Spring had the garage gutted on the ground floor because leaving the upper intact meant they could stay with the existing setbacks and keep crucial square footage (the garage backs up against both the alley and the neighbors' property). The structure was jacked up and strengthened, with new siding and roof.

But it was the inside that Spring could really make over to suit her daily work. The staircase was moved and the first-floor ceiling lowered to make the loft useable. The curve of the steps was built to accommodate Spring's three double-height vintage type cabinets. Running hot water was put in, so she could wash her hands between messy print jobs without running back into the house. Windows were added, especially in the roller door -- now double-wide so her five heavy antique presses (some four by four feet, and made of iron or steel) and 14 cabinets could be driven straight in with a forklift.

The final result is stunning. From an entry way that includes an Italian-style terrace (with car parking space) and rock walls curving around the gnarled apple tree they'd insisted on saving, the garage-studio opens up into a butter-yellow interior filled with enough light to grow a potted lemon tree. Wires and metal shelves display Spring's delicately printed work; presses and cabinets filled with thousands of tiny lead-type bits stand in orderly fashion. Tools hug the walls, and work tables offer space enough for a dozen people. Upstairs, the carpeted loft houses modern office equipment and paperwork, with a half-wall to let in more light.

The music playroom

Worlds often collide for professional musicians.

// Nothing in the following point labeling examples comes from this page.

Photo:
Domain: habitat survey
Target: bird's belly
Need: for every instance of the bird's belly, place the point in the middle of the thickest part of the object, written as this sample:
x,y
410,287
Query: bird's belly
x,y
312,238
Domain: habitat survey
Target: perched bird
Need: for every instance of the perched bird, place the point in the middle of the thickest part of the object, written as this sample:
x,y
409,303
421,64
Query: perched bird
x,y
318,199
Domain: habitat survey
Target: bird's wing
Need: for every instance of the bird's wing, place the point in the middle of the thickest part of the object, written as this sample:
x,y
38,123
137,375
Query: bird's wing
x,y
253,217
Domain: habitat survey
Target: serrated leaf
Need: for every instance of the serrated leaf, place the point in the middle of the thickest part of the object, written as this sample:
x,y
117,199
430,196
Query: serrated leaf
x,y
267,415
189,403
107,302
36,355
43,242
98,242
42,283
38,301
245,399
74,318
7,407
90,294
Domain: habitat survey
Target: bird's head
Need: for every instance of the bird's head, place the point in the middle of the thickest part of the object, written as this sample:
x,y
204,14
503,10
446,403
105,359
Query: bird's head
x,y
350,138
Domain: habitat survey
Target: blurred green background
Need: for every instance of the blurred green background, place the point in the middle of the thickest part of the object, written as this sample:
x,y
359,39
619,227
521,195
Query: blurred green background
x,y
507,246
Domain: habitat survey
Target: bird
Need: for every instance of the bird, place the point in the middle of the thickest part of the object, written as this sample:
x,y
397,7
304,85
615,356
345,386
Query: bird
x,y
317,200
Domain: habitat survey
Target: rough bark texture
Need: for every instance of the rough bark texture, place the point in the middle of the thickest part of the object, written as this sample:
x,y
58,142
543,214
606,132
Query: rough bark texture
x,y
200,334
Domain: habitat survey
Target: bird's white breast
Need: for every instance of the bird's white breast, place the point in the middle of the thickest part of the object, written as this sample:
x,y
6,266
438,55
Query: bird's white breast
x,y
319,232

You look after your kids while you teach, you squeeze in practice time while dinner's cooking, your friends hang out and jam. So for husband-and-wife musicians John Falskow and Cindy Renander, the chance to buy a house with its own potential music studio/kids' playroom was too good to pass up.

But it needed a bit of TLC.

"When we bought this in 2005, someone had converted the attached garage to a hair salon," said Renander, a clarinetist with local orchestras and chamber groups who teaches privately.

The couple ripped out the water spigots intended for styling stations, put in ceiling tiles and bright work lights, and covered up the "kind of funky" storefront windows with shelving.

But the rest worked well. The garage adjoined the house but had a separate entrance for private music students, and it was far enough away that sleeping kids and noisy musicians could co-exist. A partition naturally divided their teaching area from a home-office area where their three kids could also entertain themselves with art or toys.

The couple decorated the whole thing in cheery primary colors, with royal blue and yellow walls, yellow cupboards and bright red sofas and rugs. A piano supports another rack of music, instruments and stands hang out in all corners, and there's plenty of room for friends to rehearse.

"We can have a piano and music, rehearse a quintet and keep it all separate from our living space," said Falskow, a trumpeter, teacher and chair of music at Tacoma Community College.